28 juin 2008

Silence ?


Tour à tour tristes et exaltés, soulagés et déchiquetés, ils s’observent en silence, hésitent entre effusion et distance, entre parler ou bien se taire. Ils se tournent autour, sans trop savoir comment s’y prendre.
Elle se lève et prépare deux thés, sort du frigo la bouteille de lait. Gestes empreints d’habitude, son corps connaît les emplacements et les distances entre chaque chose.
Éric la regarde se déplacer, il a les bras croisés. Depuis qu’elle est revenue, ils ne se sont pas touchés.
Elle évite son regard, puis affirme :

— Fais pas cette tête. Comme si t’étais responsable de quelque chose. Personne ne peut vivre avec moi. Déjà pour moi, je vais te dire, c’est pas facile de me supporter… Je ne peux pas me quitter moi-même. Moi aussi, si je pouvais, je me sauverais en courant.
— Je fais aucune tête spéciale. Je suis juste fatigué. Dure journée. Et ne sois donc pas si prétentieuse. Je vais me coucher.
Il se lève, la laisse toute seule dans la cuisine. A voix haute, pour personne, elle prévient :
— Je vais prendre une douche.
Puis se gratte la tête et à mi-voix, commente : pourquoi tu me traites de prétentieuse ?

...


Virginie Despentes, Bye-bye Blondie, Grasset, 2004.
Sophie Calle,
Douleur exquise, Exposition "M'as-tu vue", Beaubourg, 2004.

1 commentaire:

Anonyme a dit…

Aîe, aïe, aïe, mais quel est ce sombre et triste vent qui souffle sur ce blog depuis quelques jours ?

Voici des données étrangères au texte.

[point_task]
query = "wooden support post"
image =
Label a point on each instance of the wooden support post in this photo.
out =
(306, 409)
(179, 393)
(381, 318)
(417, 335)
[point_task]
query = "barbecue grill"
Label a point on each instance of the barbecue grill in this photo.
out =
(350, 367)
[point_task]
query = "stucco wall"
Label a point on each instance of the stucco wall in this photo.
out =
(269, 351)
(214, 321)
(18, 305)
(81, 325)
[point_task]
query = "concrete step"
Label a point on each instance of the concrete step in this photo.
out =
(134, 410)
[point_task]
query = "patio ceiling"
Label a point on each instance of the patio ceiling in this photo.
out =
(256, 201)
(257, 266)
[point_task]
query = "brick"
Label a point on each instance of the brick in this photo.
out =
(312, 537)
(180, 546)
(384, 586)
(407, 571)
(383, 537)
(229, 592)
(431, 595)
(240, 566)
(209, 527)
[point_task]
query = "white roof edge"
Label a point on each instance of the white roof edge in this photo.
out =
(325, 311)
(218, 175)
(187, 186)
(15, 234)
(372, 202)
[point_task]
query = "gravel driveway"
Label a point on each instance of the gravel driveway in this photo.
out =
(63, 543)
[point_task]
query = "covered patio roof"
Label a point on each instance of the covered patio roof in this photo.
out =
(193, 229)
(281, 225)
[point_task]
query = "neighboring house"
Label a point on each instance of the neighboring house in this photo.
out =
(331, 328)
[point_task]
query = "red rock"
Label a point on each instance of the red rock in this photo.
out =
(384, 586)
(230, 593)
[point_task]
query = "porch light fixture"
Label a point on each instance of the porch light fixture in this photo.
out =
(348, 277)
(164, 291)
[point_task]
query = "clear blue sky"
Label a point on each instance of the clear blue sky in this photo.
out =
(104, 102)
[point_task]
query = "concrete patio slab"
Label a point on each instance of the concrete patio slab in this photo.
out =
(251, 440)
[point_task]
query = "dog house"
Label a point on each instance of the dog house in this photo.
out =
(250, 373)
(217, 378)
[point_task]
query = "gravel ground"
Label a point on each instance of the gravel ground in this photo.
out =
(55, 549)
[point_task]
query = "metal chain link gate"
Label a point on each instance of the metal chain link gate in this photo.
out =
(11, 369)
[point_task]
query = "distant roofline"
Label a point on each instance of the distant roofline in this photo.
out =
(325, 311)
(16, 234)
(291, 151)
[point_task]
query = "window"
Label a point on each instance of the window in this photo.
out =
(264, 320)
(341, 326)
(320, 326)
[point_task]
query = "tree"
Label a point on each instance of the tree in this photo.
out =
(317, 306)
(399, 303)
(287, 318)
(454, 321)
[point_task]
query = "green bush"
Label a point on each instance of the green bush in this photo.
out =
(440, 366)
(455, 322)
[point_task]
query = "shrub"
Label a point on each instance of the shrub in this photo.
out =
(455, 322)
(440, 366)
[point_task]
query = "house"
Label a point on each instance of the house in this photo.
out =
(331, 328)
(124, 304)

Ca sent la rupture, comme dirait Sarkozy (pas taper, merci). Certes, Philippe a terminé la saison et prépare sans doute, à cette heure, son départ pour de lointaines et vacancières contrées.
Serait-ce là la raison de cette mélancolie littéraire ? (avec, en plus, du Sophie Calle : c'est dire si la déprime est grave...)

Bon, au moins, la typo est impeccable : c'est ballot, mais finalement, ça manque de charme, je ne peux faire mon tatillon.